Ejiofor a inscrit six de ses 25 points en prolongation, assurant la 10e victoire consécutive de Saint-Jean. Avec ce succès, Rick Pitino dépasse Roy Williams et atteint un total de 904 victoires, se positionnant derrière Mike Krzyzewski (1 202) et Jim Boeheim (1 116) au classement de tous les temps.

Il s’agissait de la deuxième victoire de Pitino contre son fils, Richard, l’entraîneur de Xavier, en l’espace de 17 jours. Lors de leur première rencontre, le Red Storm avait réalisé une impressionnante remontée pour s’imposer 88 à 83. « J’espère que nous ne les affronterons pas dans le tournoi Big East », a déclaré Rick Pitino. « Je pense que mon fils est brillant. Je suis fier de lui. Je déteste franchir une étape contre lui, mais je pars ce soir en disant que mon fils est un sacré entraîneur. … Dire que mon fils est un excellent entraîneur me plaît bien plus que n’importe quel nombre de victoires. »

Rick Pitino affiche désormais un bilan de 5 victoires pour 1 défaite contre Richard. Au total, les pères d’entraîneurs universitaires ont remporté 21 matchs sur 23. « En deux matchs contre eux, il m’a totalement devancé, et leur personnel nous a devancés. Nous n’avons pas pu les protéger. Nous n’avons pas pu les arrêter dans leur attaque. Ils nous ont mis dans de mauvais switchs. Ils ont exécuté », a analysé Rick Pitino, 73 ans. « Tout le mérite revient à Richard, à son équipe, à ses joueurs.

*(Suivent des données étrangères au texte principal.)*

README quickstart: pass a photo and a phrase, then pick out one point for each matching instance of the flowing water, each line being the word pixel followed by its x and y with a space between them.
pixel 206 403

Ils nous ont dominés à deux reprises, mais nous avons tout vidé dans les dernières minutes pour repartir avec une victoire. »

Bryce Hopkins a contribué avec 19 points et 9 rebonds pour Saint-Jean (19-5, 12-1 Big East), qui a remporté 15 de ses 17 derniers matchs et se retrouve à égalité avec UConn en tête du classement de la conférence. Dylan Darling a ajouté 16 points en sortant du banc, tandis qu’Ejiofor a également réalisé 7 rebonds et 5 passes décisives, dont une passe décisive pour un dunk d’Oziyah Sellers à 7 secondes de la fin de la prolongation.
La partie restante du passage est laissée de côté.